We can pass laws, we can wring our hands and blame the environment, and whether young people are from an affluent home or at the bottom of the socioeconomic scale it makes very little difference. We have a strong culture that accepts excessive drinking, stemming from the days of European settlement and the lone men coming to town and spending their earnings on drink. Today, in many settings, drinking is necessary to prove oneself part of the group, and our young people are t vulnerable and susceptible victims.
A binge drinking culture cannot exist without adult support and encouragement, and sadly there is plenty of that. The sale of alcopop drinks is a new and insidious factor in the mix. Children generally do not like alcohol, it is an acquired taste and the alcopop drinks with their very sweet taste and often high alcohol content, which is tasteless, seduce them and others into thinking they are fine and they drink them like a soft drink.
When we were staying to Japan where soft drinks and alcoholic drinks are all mixed up in the local convenience store and look the same , we bought what we thought was lemonade.

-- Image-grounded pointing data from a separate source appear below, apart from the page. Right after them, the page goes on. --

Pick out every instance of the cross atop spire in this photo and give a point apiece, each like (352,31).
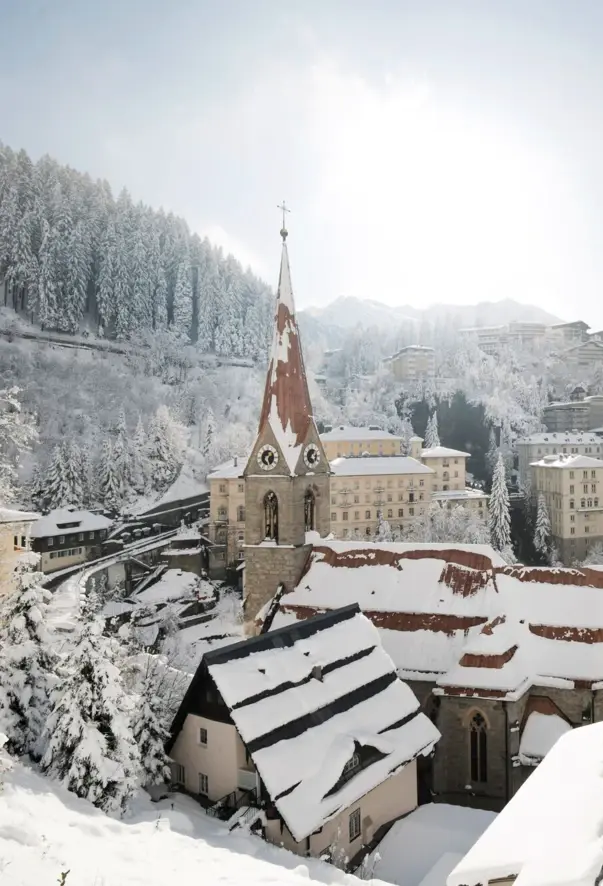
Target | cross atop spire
(284,208)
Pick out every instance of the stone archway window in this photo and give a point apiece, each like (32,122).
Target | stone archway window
(309,511)
(271,516)
(478,748)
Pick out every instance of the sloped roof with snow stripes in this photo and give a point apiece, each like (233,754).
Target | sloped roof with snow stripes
(305,698)
(459,616)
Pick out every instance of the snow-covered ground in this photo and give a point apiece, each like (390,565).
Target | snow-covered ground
(423,848)
(44,831)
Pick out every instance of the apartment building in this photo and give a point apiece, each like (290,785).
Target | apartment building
(574,415)
(537,446)
(572,486)
(226,516)
(347,441)
(68,536)
(412,362)
(15,531)
(399,487)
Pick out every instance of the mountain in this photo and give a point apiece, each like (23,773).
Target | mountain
(348,312)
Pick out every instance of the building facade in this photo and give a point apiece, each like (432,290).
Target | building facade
(287,473)
(227,516)
(347,441)
(67,537)
(537,446)
(412,363)
(572,486)
(15,533)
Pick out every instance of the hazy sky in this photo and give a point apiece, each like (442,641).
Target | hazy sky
(430,150)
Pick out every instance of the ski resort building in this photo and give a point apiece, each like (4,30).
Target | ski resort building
(68,536)
(15,535)
(306,734)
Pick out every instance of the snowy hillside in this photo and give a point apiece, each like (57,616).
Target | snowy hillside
(45,831)
(348,312)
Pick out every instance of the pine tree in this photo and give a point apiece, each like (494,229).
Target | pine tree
(150,734)
(110,489)
(542,533)
(89,745)
(432,437)
(500,518)
(26,661)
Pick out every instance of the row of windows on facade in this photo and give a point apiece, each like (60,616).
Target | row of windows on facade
(80,537)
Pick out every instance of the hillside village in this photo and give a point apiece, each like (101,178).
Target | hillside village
(327,643)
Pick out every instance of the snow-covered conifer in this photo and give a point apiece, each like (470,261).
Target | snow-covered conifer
(500,517)
(88,736)
(26,660)
(150,734)
(432,437)
(542,532)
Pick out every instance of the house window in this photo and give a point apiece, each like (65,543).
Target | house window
(271,516)
(354,825)
(177,773)
(478,749)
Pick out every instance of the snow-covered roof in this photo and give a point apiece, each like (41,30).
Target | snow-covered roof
(460,495)
(63,521)
(229,470)
(377,464)
(550,832)
(573,439)
(444,452)
(477,626)
(305,699)
(542,729)
(347,432)
(568,461)
(8,515)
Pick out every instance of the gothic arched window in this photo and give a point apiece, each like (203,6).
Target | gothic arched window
(309,511)
(478,748)
(271,516)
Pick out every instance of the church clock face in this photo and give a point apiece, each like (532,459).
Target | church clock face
(267,457)
(311,455)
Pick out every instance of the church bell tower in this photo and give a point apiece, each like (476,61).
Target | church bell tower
(287,475)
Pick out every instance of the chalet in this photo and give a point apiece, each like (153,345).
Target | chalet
(307,732)
(551,830)
(68,536)
(15,532)
(504,659)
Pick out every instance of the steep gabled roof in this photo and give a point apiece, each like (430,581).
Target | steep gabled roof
(308,696)
(286,407)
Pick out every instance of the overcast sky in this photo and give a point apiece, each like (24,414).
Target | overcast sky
(430,150)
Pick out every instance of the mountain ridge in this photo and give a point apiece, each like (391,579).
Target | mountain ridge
(346,312)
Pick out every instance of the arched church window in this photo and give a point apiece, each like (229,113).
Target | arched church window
(271,516)
(478,748)
(309,511)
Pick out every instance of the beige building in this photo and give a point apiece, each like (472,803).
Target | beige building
(15,532)
(346,441)
(399,487)
(537,446)
(412,362)
(67,537)
(572,486)
(227,516)
(294,737)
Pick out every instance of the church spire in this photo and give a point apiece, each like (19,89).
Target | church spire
(286,408)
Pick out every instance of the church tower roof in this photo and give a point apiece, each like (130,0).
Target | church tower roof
(286,407)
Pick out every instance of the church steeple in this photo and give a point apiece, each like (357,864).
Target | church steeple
(286,408)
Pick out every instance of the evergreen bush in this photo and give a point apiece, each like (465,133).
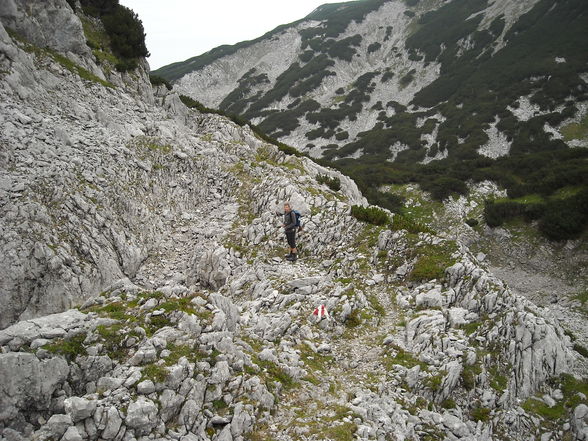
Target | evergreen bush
(372,215)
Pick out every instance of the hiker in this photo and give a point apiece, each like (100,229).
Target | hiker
(290,230)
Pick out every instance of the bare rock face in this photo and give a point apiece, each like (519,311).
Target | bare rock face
(28,383)
(160,224)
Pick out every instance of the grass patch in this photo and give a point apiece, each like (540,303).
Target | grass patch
(272,373)
(468,376)
(376,305)
(581,350)
(470,328)
(154,372)
(577,130)
(432,262)
(402,358)
(538,407)
(68,348)
(178,351)
(354,319)
(112,338)
(85,74)
(372,215)
(498,381)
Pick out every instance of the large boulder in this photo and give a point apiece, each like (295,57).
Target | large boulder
(28,383)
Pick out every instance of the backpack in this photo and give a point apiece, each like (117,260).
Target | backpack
(298,224)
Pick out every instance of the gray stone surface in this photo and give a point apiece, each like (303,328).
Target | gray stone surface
(28,383)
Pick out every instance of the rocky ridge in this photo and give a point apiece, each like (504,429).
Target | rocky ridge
(373,73)
(160,225)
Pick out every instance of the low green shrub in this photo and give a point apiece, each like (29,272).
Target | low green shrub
(156,80)
(472,222)
(371,215)
(404,222)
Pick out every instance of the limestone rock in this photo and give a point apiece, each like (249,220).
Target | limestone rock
(141,415)
(28,383)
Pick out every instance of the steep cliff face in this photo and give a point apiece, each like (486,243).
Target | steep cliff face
(159,224)
(394,79)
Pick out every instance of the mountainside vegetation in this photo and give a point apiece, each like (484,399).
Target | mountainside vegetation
(124,31)
(489,73)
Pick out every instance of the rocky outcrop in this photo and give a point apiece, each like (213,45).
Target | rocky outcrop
(160,225)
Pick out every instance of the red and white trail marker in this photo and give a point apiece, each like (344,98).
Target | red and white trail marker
(321,312)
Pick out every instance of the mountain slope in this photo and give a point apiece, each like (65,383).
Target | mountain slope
(158,225)
(438,93)
(355,67)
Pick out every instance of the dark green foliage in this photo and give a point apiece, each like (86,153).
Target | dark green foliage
(330,118)
(581,350)
(157,81)
(282,123)
(70,347)
(566,218)
(343,49)
(296,80)
(407,79)
(371,215)
(336,17)
(339,15)
(306,56)
(444,186)
(333,183)
(374,47)
(124,28)
(404,222)
(472,222)
(238,99)
(341,136)
(193,104)
(387,76)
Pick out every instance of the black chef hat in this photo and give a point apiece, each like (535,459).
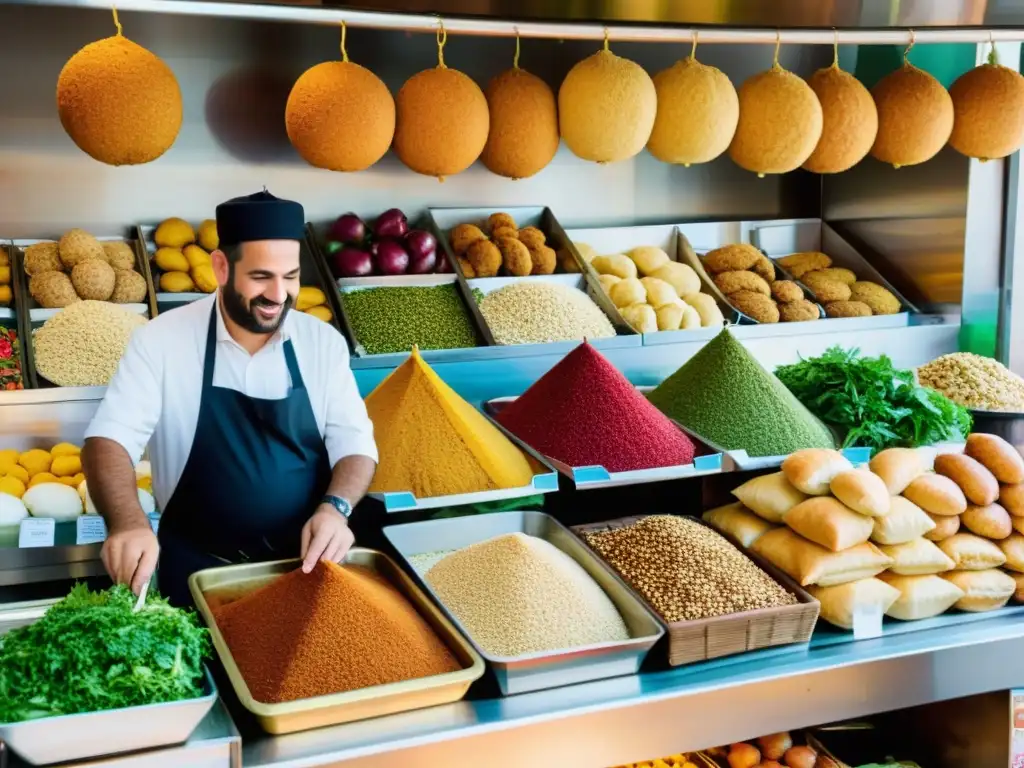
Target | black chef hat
(259,216)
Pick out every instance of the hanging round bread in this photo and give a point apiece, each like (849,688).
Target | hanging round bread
(441,120)
(697,112)
(340,116)
(779,122)
(988,111)
(606,108)
(119,102)
(915,117)
(849,120)
(523,136)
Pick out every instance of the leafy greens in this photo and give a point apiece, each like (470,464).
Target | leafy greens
(872,402)
(90,652)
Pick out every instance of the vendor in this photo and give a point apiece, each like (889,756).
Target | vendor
(259,441)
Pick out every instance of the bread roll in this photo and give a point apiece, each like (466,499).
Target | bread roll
(810,470)
(983,590)
(862,492)
(936,495)
(897,467)
(970,552)
(997,456)
(1013,548)
(990,521)
(738,522)
(769,497)
(945,526)
(904,522)
(827,521)
(978,484)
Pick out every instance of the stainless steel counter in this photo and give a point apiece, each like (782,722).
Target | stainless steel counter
(659,713)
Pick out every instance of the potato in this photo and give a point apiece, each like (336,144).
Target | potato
(615,264)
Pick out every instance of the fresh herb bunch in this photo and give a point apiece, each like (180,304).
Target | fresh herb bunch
(873,403)
(90,652)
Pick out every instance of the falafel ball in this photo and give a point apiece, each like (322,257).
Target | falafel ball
(729,283)
(798,311)
(756,305)
(878,298)
(826,290)
(515,257)
(731,258)
(847,309)
(485,258)
(784,291)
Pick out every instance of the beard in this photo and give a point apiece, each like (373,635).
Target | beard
(244,313)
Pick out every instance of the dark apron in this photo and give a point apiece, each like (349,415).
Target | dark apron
(255,474)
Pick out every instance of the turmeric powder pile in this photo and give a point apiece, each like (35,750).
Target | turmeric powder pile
(433,442)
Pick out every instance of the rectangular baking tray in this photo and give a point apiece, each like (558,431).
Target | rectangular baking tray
(375,700)
(778,239)
(545,481)
(547,669)
(596,476)
(69,737)
(705,639)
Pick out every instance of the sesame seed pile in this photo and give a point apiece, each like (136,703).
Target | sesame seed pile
(686,570)
(517,594)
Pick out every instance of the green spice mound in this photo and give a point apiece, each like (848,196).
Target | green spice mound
(395,320)
(724,395)
(90,652)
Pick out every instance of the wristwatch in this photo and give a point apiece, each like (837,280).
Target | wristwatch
(339,504)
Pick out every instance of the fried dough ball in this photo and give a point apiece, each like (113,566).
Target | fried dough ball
(799,264)
(878,298)
(731,258)
(756,305)
(785,290)
(847,309)
(730,283)
(485,258)
(825,289)
(797,311)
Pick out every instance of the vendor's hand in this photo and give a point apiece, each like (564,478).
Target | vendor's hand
(130,556)
(325,537)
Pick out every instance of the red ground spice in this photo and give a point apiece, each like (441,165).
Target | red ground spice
(584,412)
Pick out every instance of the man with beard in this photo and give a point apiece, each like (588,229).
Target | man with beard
(259,441)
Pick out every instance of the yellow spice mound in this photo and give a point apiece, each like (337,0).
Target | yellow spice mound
(340,117)
(697,113)
(441,122)
(915,117)
(779,123)
(432,442)
(606,108)
(849,125)
(988,112)
(120,103)
(523,135)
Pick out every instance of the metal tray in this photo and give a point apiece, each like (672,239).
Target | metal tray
(596,476)
(355,705)
(547,669)
(68,737)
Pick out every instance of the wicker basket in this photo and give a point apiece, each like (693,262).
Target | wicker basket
(704,639)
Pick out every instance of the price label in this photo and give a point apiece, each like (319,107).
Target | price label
(90,529)
(36,531)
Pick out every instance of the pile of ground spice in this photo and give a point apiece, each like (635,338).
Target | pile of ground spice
(585,413)
(337,629)
(724,395)
(432,442)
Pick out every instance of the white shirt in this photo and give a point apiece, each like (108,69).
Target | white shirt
(155,395)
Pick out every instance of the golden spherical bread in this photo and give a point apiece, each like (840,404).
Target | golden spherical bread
(340,117)
(119,102)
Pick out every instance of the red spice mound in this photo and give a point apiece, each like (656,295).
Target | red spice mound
(583,412)
(337,629)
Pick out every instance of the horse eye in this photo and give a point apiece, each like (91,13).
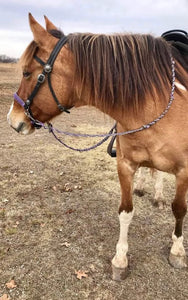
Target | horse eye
(26,74)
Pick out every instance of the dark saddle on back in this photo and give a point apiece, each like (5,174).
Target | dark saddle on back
(178,38)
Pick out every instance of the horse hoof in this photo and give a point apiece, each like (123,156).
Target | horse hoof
(119,274)
(178,262)
(139,193)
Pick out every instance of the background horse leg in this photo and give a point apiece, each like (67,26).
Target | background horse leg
(139,186)
(177,256)
(159,198)
(120,262)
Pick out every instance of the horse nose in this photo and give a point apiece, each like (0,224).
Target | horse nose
(19,127)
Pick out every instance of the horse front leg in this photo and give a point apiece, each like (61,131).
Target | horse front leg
(177,256)
(119,262)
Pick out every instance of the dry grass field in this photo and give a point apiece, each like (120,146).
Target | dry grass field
(58,215)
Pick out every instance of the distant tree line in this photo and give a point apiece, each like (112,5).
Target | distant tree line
(7,59)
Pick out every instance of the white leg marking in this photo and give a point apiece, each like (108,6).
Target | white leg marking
(120,259)
(177,247)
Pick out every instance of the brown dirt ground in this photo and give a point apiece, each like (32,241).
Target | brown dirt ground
(58,215)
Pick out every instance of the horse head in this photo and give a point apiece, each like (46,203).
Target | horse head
(41,82)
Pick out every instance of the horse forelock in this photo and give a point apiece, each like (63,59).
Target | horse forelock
(28,54)
(122,70)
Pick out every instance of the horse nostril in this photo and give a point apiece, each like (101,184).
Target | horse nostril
(20,126)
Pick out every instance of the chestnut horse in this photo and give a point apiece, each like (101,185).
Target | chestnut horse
(129,77)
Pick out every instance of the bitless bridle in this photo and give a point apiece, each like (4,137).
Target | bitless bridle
(47,69)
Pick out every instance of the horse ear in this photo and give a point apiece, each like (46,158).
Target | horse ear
(39,33)
(49,24)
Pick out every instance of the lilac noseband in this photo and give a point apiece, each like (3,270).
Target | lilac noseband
(19,100)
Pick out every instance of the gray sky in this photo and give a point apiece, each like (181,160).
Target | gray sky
(107,16)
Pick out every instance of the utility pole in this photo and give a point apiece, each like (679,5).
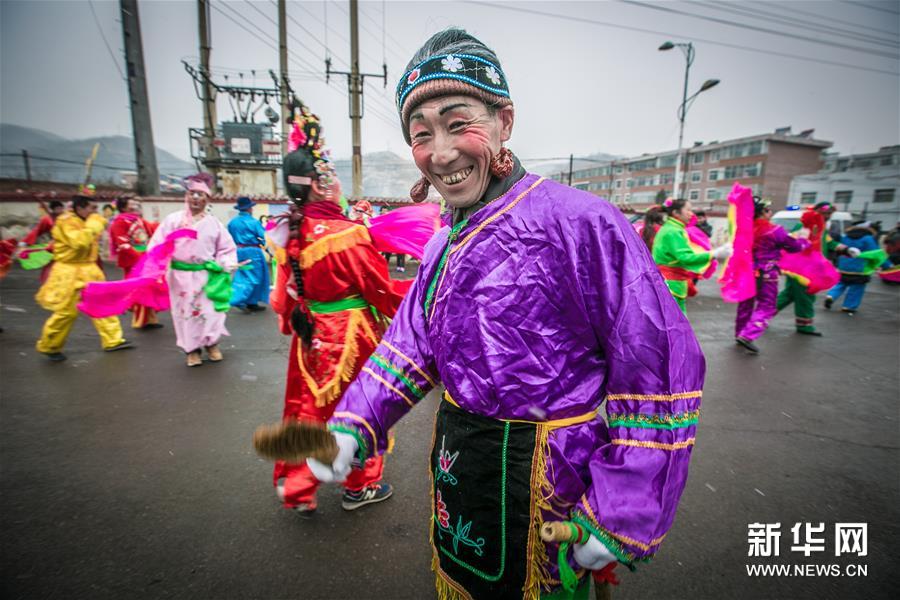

The can had a picture of a lemon and the shopkeeper said "rimonade", which seemed to clinch the identification. It was a lovely cool drink and being thirsty on a hot day we drank two cans quickly. When our son came home, he looked at the cans and said "do you realize this is alcohol?" and showed us the very tiny lettering [in English among the Japanese lettering] on the bottom of the can which said "sake" and gave a percentage. The language barrier meant that we had no idea that we were consuming alcohol. Fortunately we didn't have several cans and then get in a car to drive! It was the uninvitingly named "Pocari Sweat" which is advertised all over Japan, that maybe we should have been buying.
For young people and even children who are given these drinks by adults there is no awareness of the alcohol content or how high it is [>14% for some drinks]. They get sucked in and have no idea what they are drinking. If you don't believe that these are directed at young people then look at the labeling and the packaging, its just like Fanta or Coke or fruit juice. - this does not happen by accident.
It is interesting to ask the question, who benefits from producing these drinks? Obviously the company producing them, and the Government gets taxes from their sale. The shopkeepers make a good profit. If raising the drinking age and the price of alcohol is considered to be helpful in reducing consumption, it could be equally helpful to look at whether alcoholic soft drinks should be marketed.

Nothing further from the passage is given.